Darla comes to Lauren's work upset, wanting Lauren to help her and her fiancé adjust the guest list. Fearing to uncomfortably deal with Nick, she faces Jay, his brother. Lauren is relieved to discover Nick is only the best man.

Lauren happily finds Nick in the fire station that evening. He takes her on the roof for a surprise dinner. Lauren confesses she has been standoffish because she believed he was Darla's groom. Nick admits to having once dated her very briefly.

The date goes well, as there is mutual attraction. Lauren goes home with Nick, and they are intimate. Spending the night, she goes directly from there to work the next day.

Arriving late, Lauren discovers G is in Atlanta, leaving her in charge of everything, including her dog. Again, she has to tidy its mess. Darla's mother shows up concerned, as she witnessed Darla with one of the groomsmen, who she suspects was Nick.

Next, Darla requests Lauren push back the wedding date two weeks, to this Saturday. Demanding an explanation, Darla reveals she is pregnant, but not by her fiancé. Lauren puts her foot down, refusing to kill herself to move up the wedding date.

Brad shows up to Lauren's to get her back. Lauren refuses, as he cheated on her. She finally gets him to sign the divorce papers. However, he bumps into Nick as he is leaving and tells him he is her husband, so Nick leaves upset.

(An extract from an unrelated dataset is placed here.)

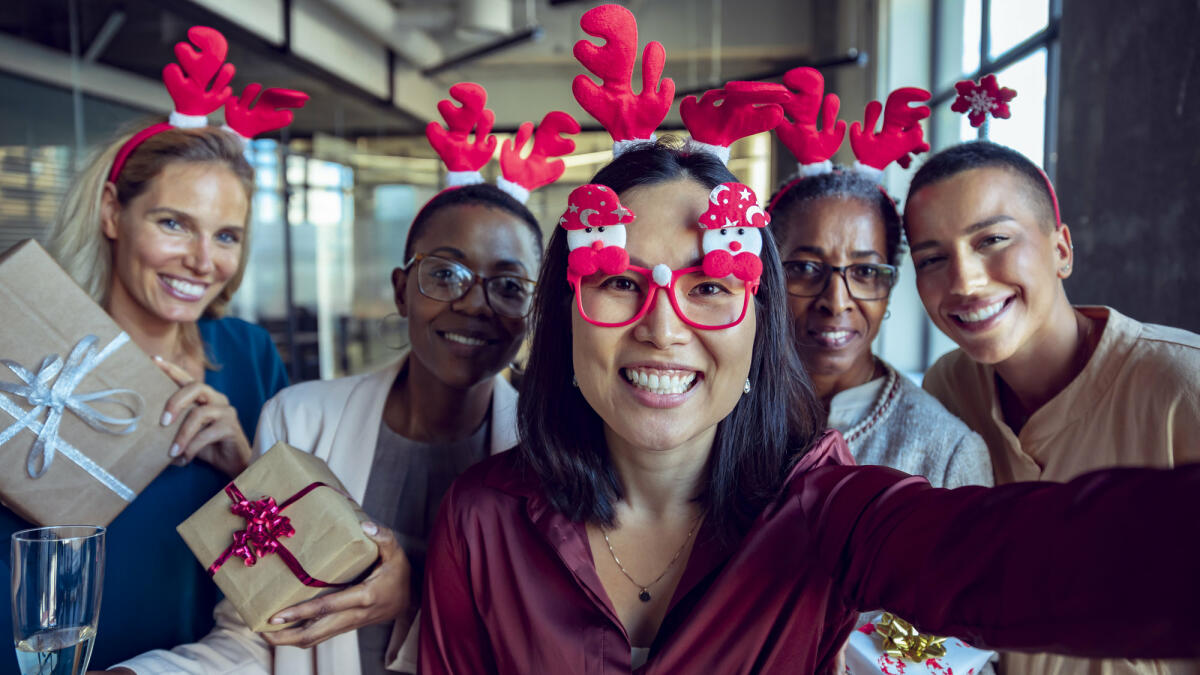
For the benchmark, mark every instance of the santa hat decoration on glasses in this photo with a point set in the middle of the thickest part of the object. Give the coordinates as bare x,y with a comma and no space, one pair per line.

Lauren miraculously gets the wedding ready in two days. At the church, she catches Darla messing around with Rick, the youngest Corina brother. Lauren is scolding them when Jay sees, who then punches him, then Nick appears and joins in. G sees the commotion, stops them, then orders everyone to compose themselves.

At the altar, when asked if he will take Darla, Jay scoffs, saying no. Everyone is in shock. Then Darla surprises everyone further by announcing she is in love with Rick, and pregnant with his baby.

Lauren tells off both Rick and Darla's mother, then accidentally kicks her high-heel into the wedding cake. G angrily fires her on the spot. Nick also announces he cannot tolerate her dishonesty, so she leaves depressed.

An article published in a bridal magazine sings the praises of wedding planner assistants, naming Lauren. As a result, she becomes highly sought after. In turn, G tries to rehire Lauren. Not only does she reject the job offer, she opens her own wedding planner company.

Lauren begs Nick for a second chance. Six months later they have a simple wedding at the playpark.

==Reception==
Variety said, "Sugary sweet and full of eye candy, 'I Do (But I Don't)' tries hard to hark back to the days when men and women in films meet cute, have a series of silly misunderstandings that put the kibosh on the budding relationship and then meet even cuter to reconcile. In this day of omnipresent email and cell phones, the conceit is a stretch, but Lifetime devotees should find the telepic an amusing trifle with which to spend the night." It concluded "what holds the movie together are the smaller moments — seemingly targeted toward the Lifetime aud — that connect the broader slapstick."